Noch mehr geballte Gegenwart enthält eine EP, die auch geografisch aus der
eurozentrischen Perspektive herausfällt: „From Avoca Hills to The World“
von Citizen Boy & Mafia Boyz aus Durban/Südafrika. Die sechs Stücke sind
eine Weiterentwicklung des noch jungen in der Küstenstadt entstandenen
Stils Gqom, bei dem düstere Soundlandschaften auf ultrareduzierte Beats
treffen. Highlight ist der apokalyptische Auftakt „Hlasela“, in dem ein
bedrohliches, kaum hörbares Grollen von messerscharfen Claps und
Spoken-Word-Einlange perforiert wird.
## Zu viel lineares Denken
Gerade der internationale, wenn auch nur in subkulturellen Nischen
stattfindende Erfolg der talentierten Gqom-Künstler:innen könnte
paradigmatisch stehen für die neue Lust am Breakbeat. Vielleicht hat diese
neue Lust auch etwas mit der Ideenlosigkeit einer Welt zutun, die immer
öfter binär, konservativ und vor allem linear denkt.

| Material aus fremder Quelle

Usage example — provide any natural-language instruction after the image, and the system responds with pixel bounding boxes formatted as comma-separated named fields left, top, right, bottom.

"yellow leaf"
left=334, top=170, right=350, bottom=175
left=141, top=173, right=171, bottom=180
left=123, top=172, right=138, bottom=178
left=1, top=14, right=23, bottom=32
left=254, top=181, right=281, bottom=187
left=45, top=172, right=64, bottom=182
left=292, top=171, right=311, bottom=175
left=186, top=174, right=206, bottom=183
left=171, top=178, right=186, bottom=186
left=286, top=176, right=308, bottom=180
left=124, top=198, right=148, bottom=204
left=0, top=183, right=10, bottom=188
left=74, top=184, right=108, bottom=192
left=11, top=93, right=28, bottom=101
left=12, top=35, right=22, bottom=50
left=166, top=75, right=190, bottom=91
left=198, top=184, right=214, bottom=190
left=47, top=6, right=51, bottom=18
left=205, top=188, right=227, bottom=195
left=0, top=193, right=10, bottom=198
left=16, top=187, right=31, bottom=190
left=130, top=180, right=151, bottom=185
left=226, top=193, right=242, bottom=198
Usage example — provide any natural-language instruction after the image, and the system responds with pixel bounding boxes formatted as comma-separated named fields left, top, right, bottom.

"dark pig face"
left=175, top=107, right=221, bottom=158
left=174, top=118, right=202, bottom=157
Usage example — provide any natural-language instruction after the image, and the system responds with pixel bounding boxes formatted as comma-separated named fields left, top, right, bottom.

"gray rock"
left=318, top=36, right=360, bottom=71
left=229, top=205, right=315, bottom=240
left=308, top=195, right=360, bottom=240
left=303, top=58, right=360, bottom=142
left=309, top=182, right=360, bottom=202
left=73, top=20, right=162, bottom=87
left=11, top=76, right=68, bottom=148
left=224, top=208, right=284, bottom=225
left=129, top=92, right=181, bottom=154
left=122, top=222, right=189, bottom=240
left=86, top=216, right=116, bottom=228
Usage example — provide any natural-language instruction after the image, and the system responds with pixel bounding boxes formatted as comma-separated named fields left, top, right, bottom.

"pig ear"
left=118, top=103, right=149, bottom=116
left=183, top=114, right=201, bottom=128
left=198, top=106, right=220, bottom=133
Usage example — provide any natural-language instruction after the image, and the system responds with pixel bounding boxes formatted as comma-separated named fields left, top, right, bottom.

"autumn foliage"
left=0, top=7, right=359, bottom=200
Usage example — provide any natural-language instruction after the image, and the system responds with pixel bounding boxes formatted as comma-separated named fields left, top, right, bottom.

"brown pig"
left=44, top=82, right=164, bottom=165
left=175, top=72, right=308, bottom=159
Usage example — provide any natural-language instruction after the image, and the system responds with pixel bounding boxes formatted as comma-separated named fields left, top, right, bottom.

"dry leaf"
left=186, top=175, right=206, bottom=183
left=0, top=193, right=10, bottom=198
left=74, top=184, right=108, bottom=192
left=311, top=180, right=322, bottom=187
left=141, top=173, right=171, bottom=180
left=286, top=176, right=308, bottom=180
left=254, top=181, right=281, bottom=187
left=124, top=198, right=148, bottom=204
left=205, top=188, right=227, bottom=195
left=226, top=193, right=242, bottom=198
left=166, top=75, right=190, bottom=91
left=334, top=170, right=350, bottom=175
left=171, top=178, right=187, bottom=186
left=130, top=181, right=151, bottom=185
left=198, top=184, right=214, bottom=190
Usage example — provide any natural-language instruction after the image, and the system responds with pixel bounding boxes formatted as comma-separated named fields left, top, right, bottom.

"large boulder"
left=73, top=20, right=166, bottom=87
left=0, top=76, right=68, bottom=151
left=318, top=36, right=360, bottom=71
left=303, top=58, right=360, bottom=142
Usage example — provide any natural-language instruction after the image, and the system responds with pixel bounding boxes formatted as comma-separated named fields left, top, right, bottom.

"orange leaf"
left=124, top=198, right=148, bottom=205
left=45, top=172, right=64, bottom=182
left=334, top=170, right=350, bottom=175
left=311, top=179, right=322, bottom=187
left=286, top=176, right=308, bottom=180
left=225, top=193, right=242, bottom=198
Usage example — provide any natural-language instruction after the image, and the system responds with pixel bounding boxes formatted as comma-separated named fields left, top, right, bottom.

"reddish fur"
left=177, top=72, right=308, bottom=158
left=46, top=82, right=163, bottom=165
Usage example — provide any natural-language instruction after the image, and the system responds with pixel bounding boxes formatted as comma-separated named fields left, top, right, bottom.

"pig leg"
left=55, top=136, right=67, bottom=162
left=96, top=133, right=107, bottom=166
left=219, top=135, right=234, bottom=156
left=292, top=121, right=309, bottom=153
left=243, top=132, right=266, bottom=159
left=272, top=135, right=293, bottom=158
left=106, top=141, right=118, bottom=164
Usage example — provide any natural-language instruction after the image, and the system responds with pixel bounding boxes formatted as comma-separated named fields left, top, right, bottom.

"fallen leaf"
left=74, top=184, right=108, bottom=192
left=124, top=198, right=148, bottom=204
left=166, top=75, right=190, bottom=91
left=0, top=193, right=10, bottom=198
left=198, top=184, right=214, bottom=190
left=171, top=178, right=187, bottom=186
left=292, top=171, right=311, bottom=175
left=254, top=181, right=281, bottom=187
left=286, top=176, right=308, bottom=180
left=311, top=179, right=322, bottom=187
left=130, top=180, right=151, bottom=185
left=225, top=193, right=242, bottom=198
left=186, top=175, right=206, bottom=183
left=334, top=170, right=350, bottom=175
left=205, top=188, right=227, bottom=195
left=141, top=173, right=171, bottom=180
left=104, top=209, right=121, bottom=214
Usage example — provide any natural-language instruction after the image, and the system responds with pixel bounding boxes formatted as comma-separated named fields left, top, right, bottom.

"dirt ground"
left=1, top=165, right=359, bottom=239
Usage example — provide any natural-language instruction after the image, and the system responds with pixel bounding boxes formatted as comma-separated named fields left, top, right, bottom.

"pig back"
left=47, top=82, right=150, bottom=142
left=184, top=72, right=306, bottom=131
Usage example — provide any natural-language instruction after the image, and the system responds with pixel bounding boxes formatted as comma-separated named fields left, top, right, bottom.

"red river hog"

Breakbeats bestehen aus Rhythmen, die außerhalb der eigenen alltäglichen
Zeitwahrnehmung stehen, und lassen die Körper womöglich nachfühlen, wie es
ist, eine Maschine zu sein. Wesentlich attraktiver in einer Zeit der
konstanten Sinnesreize ist womöglich das Phänomen, das uns noch mal zurück
zur eingangs beschriebenen Tanzsituation bringt.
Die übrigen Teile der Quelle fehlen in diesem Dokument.